Proteome Discoverer has an algorithm for assigning peptides to proteins or protein groups. These protein groups consist of proteins that share a number of peptides. Since at present, the PRIDE database does not support the concept of protein groups, we've settled on a compromise. For any protein identification, a list of supplied parameters with the id's of the "other" proteins of the same protein group (ontology term: [PRIDE:0000418]) is supplied.
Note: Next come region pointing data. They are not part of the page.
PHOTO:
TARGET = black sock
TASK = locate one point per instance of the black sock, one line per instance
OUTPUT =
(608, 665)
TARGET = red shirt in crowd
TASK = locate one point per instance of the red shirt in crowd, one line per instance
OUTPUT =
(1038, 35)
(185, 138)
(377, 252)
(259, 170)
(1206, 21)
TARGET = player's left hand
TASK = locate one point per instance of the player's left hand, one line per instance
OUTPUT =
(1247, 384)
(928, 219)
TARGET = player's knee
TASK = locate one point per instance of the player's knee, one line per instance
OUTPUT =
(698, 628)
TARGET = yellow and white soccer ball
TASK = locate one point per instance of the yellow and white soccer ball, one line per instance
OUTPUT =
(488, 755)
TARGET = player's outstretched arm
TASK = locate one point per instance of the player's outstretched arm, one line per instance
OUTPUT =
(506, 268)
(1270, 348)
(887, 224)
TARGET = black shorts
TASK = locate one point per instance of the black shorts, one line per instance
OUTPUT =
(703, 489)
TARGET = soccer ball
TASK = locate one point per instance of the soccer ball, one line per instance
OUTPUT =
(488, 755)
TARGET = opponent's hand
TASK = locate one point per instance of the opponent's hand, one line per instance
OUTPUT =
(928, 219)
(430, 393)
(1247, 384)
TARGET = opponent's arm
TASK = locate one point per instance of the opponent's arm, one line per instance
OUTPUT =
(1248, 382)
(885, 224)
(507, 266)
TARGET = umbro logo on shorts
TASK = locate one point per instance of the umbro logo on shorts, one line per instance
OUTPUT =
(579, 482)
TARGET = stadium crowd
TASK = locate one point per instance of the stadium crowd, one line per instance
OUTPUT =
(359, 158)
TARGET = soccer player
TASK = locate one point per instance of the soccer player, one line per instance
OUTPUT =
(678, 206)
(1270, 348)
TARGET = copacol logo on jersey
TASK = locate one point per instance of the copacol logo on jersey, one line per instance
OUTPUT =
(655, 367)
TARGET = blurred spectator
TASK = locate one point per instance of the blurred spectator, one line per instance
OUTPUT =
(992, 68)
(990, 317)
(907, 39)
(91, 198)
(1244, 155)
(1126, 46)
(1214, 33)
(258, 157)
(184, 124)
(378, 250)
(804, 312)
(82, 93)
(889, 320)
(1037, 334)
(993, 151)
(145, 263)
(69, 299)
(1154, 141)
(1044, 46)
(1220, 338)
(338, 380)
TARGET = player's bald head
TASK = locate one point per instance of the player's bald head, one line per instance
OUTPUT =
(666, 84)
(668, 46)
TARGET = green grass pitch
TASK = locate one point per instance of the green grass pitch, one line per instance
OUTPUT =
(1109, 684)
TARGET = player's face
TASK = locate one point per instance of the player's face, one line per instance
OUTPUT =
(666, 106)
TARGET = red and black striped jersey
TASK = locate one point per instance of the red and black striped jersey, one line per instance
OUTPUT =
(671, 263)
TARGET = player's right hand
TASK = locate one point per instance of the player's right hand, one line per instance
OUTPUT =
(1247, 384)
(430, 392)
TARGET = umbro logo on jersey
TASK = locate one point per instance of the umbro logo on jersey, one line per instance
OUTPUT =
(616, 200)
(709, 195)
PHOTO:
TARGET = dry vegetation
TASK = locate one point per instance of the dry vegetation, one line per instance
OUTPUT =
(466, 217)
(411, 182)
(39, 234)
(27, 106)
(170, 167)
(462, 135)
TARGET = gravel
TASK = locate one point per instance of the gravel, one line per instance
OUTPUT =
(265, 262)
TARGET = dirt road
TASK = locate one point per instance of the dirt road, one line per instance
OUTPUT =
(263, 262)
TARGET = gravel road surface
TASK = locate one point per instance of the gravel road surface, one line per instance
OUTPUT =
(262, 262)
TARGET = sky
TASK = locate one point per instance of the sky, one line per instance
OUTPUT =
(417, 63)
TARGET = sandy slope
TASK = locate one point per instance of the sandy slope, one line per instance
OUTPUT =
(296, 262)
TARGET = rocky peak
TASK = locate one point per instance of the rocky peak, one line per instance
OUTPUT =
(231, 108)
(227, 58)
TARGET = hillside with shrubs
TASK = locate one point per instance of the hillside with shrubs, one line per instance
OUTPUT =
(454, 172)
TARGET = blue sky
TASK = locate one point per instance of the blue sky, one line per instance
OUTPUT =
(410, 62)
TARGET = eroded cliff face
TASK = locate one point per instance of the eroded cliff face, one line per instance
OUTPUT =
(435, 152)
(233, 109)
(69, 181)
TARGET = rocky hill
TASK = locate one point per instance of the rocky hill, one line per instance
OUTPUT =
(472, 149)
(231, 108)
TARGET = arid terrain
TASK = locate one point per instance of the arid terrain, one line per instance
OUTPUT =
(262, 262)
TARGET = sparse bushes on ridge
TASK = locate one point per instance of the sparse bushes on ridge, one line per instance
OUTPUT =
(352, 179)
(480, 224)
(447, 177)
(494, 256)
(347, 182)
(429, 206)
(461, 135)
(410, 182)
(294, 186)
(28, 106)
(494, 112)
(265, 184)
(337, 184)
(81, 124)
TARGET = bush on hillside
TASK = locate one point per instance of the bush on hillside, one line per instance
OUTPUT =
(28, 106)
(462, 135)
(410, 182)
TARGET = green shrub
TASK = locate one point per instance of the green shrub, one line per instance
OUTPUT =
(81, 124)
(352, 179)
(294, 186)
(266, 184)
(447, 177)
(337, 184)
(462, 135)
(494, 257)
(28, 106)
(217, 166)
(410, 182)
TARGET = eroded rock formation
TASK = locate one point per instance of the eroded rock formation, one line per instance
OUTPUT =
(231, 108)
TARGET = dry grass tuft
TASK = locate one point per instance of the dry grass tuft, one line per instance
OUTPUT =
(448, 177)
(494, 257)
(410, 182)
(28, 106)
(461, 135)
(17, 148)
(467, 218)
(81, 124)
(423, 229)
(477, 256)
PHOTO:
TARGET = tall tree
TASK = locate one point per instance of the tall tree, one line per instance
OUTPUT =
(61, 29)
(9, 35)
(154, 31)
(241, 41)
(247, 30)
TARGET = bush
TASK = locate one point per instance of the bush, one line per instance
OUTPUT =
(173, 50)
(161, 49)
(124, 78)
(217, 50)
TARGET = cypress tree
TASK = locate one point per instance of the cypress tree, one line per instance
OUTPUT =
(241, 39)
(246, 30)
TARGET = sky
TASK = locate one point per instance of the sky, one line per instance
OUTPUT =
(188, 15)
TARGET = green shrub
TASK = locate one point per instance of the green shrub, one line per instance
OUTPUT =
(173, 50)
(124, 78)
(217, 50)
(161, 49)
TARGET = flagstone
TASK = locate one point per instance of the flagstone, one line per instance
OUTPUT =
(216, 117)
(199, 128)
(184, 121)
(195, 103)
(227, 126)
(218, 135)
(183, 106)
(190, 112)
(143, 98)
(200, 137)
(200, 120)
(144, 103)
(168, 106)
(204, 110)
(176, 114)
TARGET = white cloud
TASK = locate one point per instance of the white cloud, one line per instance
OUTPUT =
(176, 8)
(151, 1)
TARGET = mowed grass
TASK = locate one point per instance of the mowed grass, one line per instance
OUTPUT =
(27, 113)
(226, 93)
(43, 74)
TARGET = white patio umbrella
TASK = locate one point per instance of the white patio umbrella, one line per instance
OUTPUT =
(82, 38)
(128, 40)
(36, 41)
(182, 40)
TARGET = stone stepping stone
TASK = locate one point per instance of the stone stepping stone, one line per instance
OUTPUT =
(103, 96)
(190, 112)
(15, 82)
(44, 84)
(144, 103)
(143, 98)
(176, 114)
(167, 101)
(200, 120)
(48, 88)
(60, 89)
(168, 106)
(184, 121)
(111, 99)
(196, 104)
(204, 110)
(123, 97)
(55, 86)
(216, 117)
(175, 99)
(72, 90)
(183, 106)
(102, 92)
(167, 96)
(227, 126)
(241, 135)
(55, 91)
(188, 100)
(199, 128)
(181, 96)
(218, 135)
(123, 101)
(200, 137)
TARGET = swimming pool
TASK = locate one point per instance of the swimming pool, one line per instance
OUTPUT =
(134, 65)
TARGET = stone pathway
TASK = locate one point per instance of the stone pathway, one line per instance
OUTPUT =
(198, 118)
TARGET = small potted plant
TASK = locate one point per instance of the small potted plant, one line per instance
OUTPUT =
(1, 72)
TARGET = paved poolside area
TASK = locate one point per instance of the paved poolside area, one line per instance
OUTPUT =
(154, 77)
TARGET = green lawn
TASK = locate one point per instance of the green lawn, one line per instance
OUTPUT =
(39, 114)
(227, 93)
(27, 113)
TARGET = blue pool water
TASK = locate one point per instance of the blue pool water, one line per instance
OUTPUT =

A 'representative' protein for the protein group is assigned by Protein Discoverer, and is marked with the annotation 'anchor protein' [MS:1001591] by the converter.

Protein groups are taken 'as is' from the Proteome Discoverer .msf file, i.e. any peptide filtering does not influence the protein groups.

Phosphorylation scores

Proteome Discoverer includes the possibility to score different variants of phosphopeptides based on specific fragment peaks, using the PhosphoRS algorithm (Taus et al: J Proteome Res. 2011 Dec 2;10(12):5354-62). For every phosphopeptide PSM, a pRS score and pRS sequence probability is calculated, which is represented by specific terms in the converted PRIDE XML file (ProteomeDiscoverer:phosphoRS score, [MS:1001969] and ProteomeDiscoverer:phosphoRS sequence probability [MS:1001970]).

Additionally, a probability for every individual phosphorylated site is calculated. This value is stored in the phosphoriation site annotation itself and is represented by ontology term 'ProteomeDiscoverer:phosphoRS site probability' [MS:1001971].

Future work

This converter is based on an updated 'msf parser' (Colaert et al: J Proteome Res. 2011 Aug 5;10(8):3840-3). Optimizations will be made to be able to open larger files.
Since Proteome Discoverer does create quantitative data, this should be stored in the PRIDE XML file.